Today, Romney’s actions would be considered a hate crime. The assault itself is a felony.
So is Mitt Romney sorry for his actions 47 years ago? Nope, unlike five of his classmates, the Republican presidential candidate has no recollection of assaulting Lauber. His campaign team put out this statement:
… the former Massachusetts governor has no recollection of the incident.
Why would Mitt Romney not remember straddling another boy and savagely cutting off his hair? Because the event meant nothing to Romney. Because, Lauber was beneath his contempt. Because Lauber wasn’t human to the young Romney.
But won’t voters find it disturbing is that five classmates vividly recall the event, but Romney doesn’t? Uh oh, time to shake the Romney Etch-A-Sketch…. Oh that brutal attack? It appears Mitt does remember assaulting Lauber, but…
I certainly don’t believe that I thought the fellow was homosexual. That was the furthest thing from our minds back in the 1960s.
And he still hasn’t apologized.
Also Romney is trying to claim that rampant homophobia didn’t exist in the 1960s? Perhaps that’s why it was so easy for homosexual men to come out back then. You better try again Mitt, you’re getting caught in yet another deep, disturbing lie.
Romney’s actions may be decades old, but they highlight a current problem among the Republican Party: Bullying is an acceptable form of punishment to quell dissent and non-conformity. From Ray Kelly’s spying on Muslims and brutal treatment of peaceful Occupy Wall Street protestors to Rush Limbaugh’s labeling of independent women as “feminazis,” “sluts,” and “prostitutes,” the GOP has become vile, mean, and intolerant at its core.
Lauber died in 2004, so it is too late for Mitt Romney to apologize to him, but it doesn’t mean he shouldn’t apologize to the public for his actions.
As a bullied child myself, I find Romney’s actions in 1965 to be beyond contempt. The emotional scars I bear from the bullying and assaults I had to endure during my teenage years still haunt me. I remember my attackers gleeful faces as they heckled and assaulted me. I remember the names they called me, I remember feeling the spit on my cheek, I remember the punches they threw, I remember the helplessness I felt. There are millions of people like me: we were the “retards,” the “fags,” the “geeks,” and the “losers.”
You see, it doesn’t matter to us whether Lauber was gay or not. It also doesn’t matter that Romney didn’t attack him for being gay. What matters is that Lauber was physically assaulted for being different, for being subhuman, for being on a lower social stratus than a scion of wealth and affluence.
I have never received apologies from the bullies that made my life hell.
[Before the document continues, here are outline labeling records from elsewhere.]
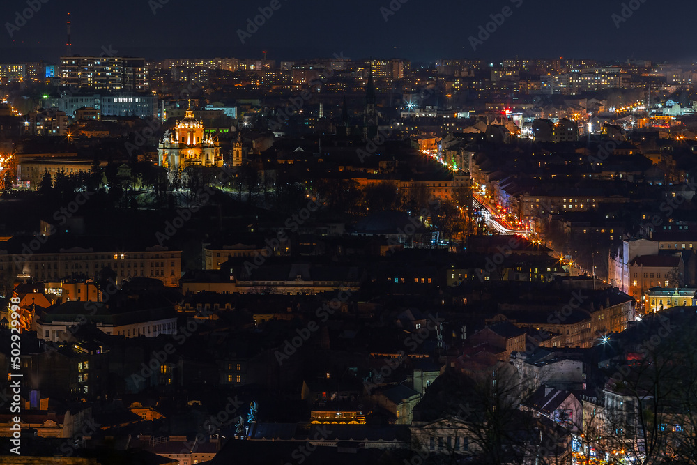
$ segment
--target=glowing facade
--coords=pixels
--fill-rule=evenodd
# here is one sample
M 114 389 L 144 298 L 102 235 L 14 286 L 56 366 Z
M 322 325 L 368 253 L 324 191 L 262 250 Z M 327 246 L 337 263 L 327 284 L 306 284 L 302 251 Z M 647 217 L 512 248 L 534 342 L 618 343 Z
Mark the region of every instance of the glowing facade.
M 220 144 L 204 130 L 203 123 L 194 118 L 192 110 L 187 110 L 184 119 L 174 127 L 174 134 L 167 131 L 160 143 L 160 166 L 170 169 L 191 165 L 222 167 Z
Today, one of them even denies the events ever happened. To me, this only heightens my contempt for bullies; when caught, they feel it’s acceptable for them to dismiss the event. It either didn’t occur or didn’t matter. My contempt for bullying has only grown because of this. And now, I have a new-found contempt for Mitt Romney, America’s lead bully. And his denying the significance of such an event is just as despicable as the assault.